Baltimore Presbytery backs suit seeking gay marriages
By John H. Adams, The Layman Online, November 19, 2004
The Presbytery of Baltimore voted 51-35 Thursday to support an American Civil Liberties Union suit to convince Maryland courts that the state should recognize civil “marriages” of homosexual couples.
The presbytery will join other religious organizations in Maryland as amici curiae (friends of the court) in the case. A “friend of the court” is not a party to the litigation, but is permitted by the court to advise it in respect to some matter of law that directly affects the case in question.
Charles Forbes, stated clerk of the Presbytery of Baltimore and a supporter of the Baltimore chapter of That All May Freely Serve, said the amicus curiae brief has not been written and the other religious organizations supporting the ACLU effort to extend marital rights to homosexuals have not been identified.

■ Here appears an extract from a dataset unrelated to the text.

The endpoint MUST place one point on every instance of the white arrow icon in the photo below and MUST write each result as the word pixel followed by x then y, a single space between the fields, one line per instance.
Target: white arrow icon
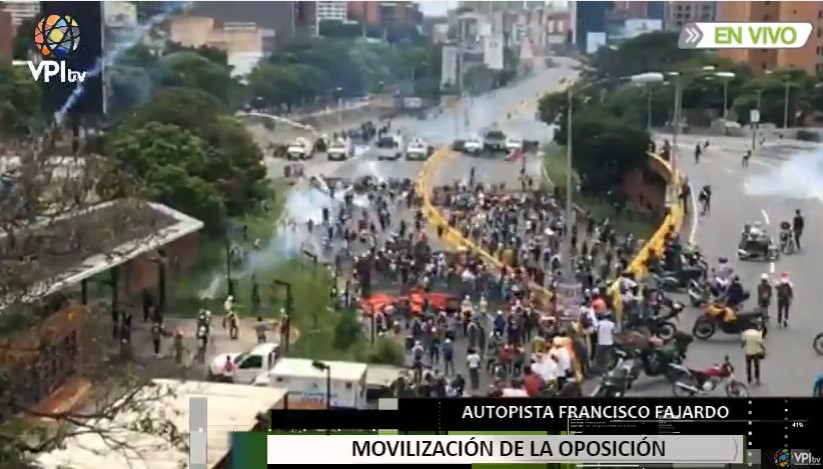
pixel 692 35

He said only Maryland organizations will be asked to be amici curiae, noting that the 216th General Assembly voted to prohibit its staff from taking stands on same-sex marriage proposals.

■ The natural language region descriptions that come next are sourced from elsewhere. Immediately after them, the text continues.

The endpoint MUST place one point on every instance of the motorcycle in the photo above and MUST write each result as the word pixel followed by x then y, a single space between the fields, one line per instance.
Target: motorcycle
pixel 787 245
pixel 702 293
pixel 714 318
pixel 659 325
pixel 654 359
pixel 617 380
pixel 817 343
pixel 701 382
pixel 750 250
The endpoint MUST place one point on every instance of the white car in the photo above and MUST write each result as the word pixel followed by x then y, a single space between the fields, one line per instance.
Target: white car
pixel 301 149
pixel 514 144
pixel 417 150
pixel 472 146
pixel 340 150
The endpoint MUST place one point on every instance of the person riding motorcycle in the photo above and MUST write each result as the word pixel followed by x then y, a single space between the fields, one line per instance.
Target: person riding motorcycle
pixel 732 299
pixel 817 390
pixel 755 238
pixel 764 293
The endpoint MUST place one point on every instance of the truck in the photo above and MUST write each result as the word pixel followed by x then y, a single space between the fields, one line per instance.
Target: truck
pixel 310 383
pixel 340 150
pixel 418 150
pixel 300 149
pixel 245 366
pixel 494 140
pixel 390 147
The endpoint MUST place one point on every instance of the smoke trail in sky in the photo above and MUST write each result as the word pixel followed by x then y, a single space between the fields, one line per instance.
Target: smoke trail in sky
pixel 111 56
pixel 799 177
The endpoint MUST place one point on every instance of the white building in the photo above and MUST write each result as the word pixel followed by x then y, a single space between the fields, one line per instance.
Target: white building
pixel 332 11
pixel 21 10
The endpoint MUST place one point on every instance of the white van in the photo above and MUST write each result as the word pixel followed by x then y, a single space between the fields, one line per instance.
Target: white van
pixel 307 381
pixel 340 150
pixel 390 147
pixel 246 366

By joining the case as advocates of same-gender marriages, the Presbytery of Baltimore will be taking a position that conflicts with the Constitution of the Presbyterian Church (USA). The denomination’s constitution recognizes that marriage – whether civil or church – is a union of a man and a woman and not two people of the same sex.
The Presbytery of Baltimore has worked and voted consistently over the years to both oppose and defy church law over ordaining practicing homosexuals. One of its members, the Rev. Donald Stroud, is openly homosexual.
A complaint was filed challenging Stroud’s right to be a member of the presbytery, but the presbytery’s investigating committee would not allow a trial on the charge. Currently, however, an Administrative Review Commission of the Synod of the Mid-Atlantic is reviewing the presbytery’s action.
Stroud serves on the Baltimore staff of That All May Freely Serve, a gay-rights activist group. In addition to Forbes, other leaders in the presbytery have financially supported That All May Freely Serve.
Forbes told The Layman Online that the debate on whether the presbytery would join the amicus curiae brief lasted about 45 minutes. Before voting to join the brief, the presbytery voted 49-41 against postponing a decision until January.
The ACLU is asking the Maryland courts to make a determination similar to that rendered by the Massachusetts Supreme Court. The organization says it will target a number of states besides Maryland for court action to allow homosexuals the right to marry.
Eleven states voted on Nov. 2 to pass constitutional amendments limiting state-sanctioned marriage to a man and a woman and prohibiting recognition of homosexual marriages.
“The results yesterday ended nothing,” Matt Coles, Director of the ACLU’s Lesbian and Gay Rights Project, said the day after the election. “Lawsuits to end the exclusion will go forward in New York, California, Washington, Maryland, New Jersey, Florida, Connecticut and Indiana. Same-sex couples will marry, and become fully a part of the American landscape. The promise of equality in our constitution demands no less. And sooner or later, that promise will be kept.”